The city confirmed earlier this week it has "data-recovery insurance," Knox News reports, while Knox County has a separate cyber insurance policy. It is unclear which cyber policy the jurisdictions have and how they'll be used.
Dive Brief:
- The City of Knoxville, TN has shut down its IT network after a ransomware attack last week infiltrated its systems.
- Local officials believe the attack was caused by an employee mistakenly opening a phishing email, but was not detected until it had infiltrated multiple systems. The attack forced staff to shut down servers and workstations, and disconnect from the internet, resulting in downtime for online city services and the court. It does not appear financial or personal information was compromised, however an undisclosed ransom demand has been made, chief operating officer David Brace confirmed to WBIR.
- The Knoxville Police Department was also impacted. The department tweeted on Thursday afternoon that officers would temporarily not respond to traffic crashes "unless there is an injury or disabled vehicles are blocking the roadway." The department has not yet said whether normal service had been resumed.

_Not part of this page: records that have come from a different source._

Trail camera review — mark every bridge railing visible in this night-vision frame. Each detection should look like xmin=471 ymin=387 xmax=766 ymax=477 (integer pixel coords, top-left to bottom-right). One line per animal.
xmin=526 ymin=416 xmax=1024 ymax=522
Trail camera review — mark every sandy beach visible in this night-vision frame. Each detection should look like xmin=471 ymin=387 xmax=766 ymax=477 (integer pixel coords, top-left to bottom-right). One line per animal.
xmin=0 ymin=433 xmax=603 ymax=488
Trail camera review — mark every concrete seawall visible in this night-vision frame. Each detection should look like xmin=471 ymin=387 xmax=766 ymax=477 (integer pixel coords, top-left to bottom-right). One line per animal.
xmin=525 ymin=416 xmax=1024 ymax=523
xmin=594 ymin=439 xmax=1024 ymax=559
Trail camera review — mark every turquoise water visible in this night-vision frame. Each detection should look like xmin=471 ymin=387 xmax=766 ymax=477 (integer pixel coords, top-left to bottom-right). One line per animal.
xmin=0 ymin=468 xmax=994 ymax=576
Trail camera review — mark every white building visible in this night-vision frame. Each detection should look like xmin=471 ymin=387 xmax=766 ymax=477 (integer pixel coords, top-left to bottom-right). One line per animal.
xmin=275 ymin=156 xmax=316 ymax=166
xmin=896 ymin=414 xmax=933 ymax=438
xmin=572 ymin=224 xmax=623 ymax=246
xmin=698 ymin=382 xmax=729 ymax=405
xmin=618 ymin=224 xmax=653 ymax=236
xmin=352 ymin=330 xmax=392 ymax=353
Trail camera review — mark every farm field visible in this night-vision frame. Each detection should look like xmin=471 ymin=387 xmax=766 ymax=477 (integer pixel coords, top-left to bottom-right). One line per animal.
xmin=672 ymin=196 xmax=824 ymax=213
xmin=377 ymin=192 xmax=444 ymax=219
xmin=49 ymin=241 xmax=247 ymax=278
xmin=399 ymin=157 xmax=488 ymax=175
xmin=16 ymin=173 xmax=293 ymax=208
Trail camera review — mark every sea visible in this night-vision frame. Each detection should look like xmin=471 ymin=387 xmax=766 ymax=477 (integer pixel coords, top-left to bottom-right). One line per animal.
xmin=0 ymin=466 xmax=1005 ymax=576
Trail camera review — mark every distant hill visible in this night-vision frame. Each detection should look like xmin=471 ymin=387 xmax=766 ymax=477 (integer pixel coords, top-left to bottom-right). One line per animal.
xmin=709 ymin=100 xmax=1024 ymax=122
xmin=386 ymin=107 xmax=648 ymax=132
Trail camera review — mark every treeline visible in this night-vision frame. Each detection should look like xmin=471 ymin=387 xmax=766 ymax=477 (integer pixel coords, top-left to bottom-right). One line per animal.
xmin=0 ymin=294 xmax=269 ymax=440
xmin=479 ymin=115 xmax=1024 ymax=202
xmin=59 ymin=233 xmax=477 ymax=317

Due to technical issues as a result of the City of Knoxville ransomware attack, KPD officers will temporarily not be responding to traffic crashes unless there is an injury or disabled vehicles are blocking the roadway.
— Knoxville Police TN (@Knoxville_PD) June 11, 2020
Dive Insight:
Ransomware attacks on local governments have grown in regularity in recent years. Atlanta, Baltimore and New Orleans have seen their systems crippled by such attacks, which can often be the result of something as innocuous as an employee opening a phishing email.
During the U.S. Conference of Mayors' Annual Meeting in July 2019, more than 200 mayors signed a resolution to not pay ransom in the event of a cyberattack. Yet a March report from Deloitte said some cities may find paying hackers to restore their systems as the "only logical solution" when compared to the costs of self-recovery.
The coronavirus pandemic has made it simultaneously more important and more difficult for cities to secure their systems, especially as many employees work remotely instead of in city hall where security protocols can be closely reviewed and enforced. Michael Lake, president and CEO of the nonprofit Leading Cities, told Smart Cities Dive in an interview earlier this year that each device utilized in this time "is just one more additional point of vulnerability for any city."
Knoxville-area officials echoed similar warnings about government vulnerabilities to cyberattacks. Knox County, TN Mayor Glenn Jacobs said it has been a priority to "harden our defenses," and while shared services between the city and county do not appear to have been impacted by this ransomware attack, IT staff will work carefully to bring systems back online.
"Cyber attacks can happen to anyone or any government no matter how good the defense is," Jacobs said in a statement. "In a lot of cases it's not a matter of if but a matter of when."
ZDNet reports that a more thorough investigation is underway, with the help of the local FBI office and other law enforcement authorities. Brett Callow, a threat analyst at internet security company Emsisoft, told the Knoxville News Sentinel it could take local officials several weeks to determine the full impact of the attack.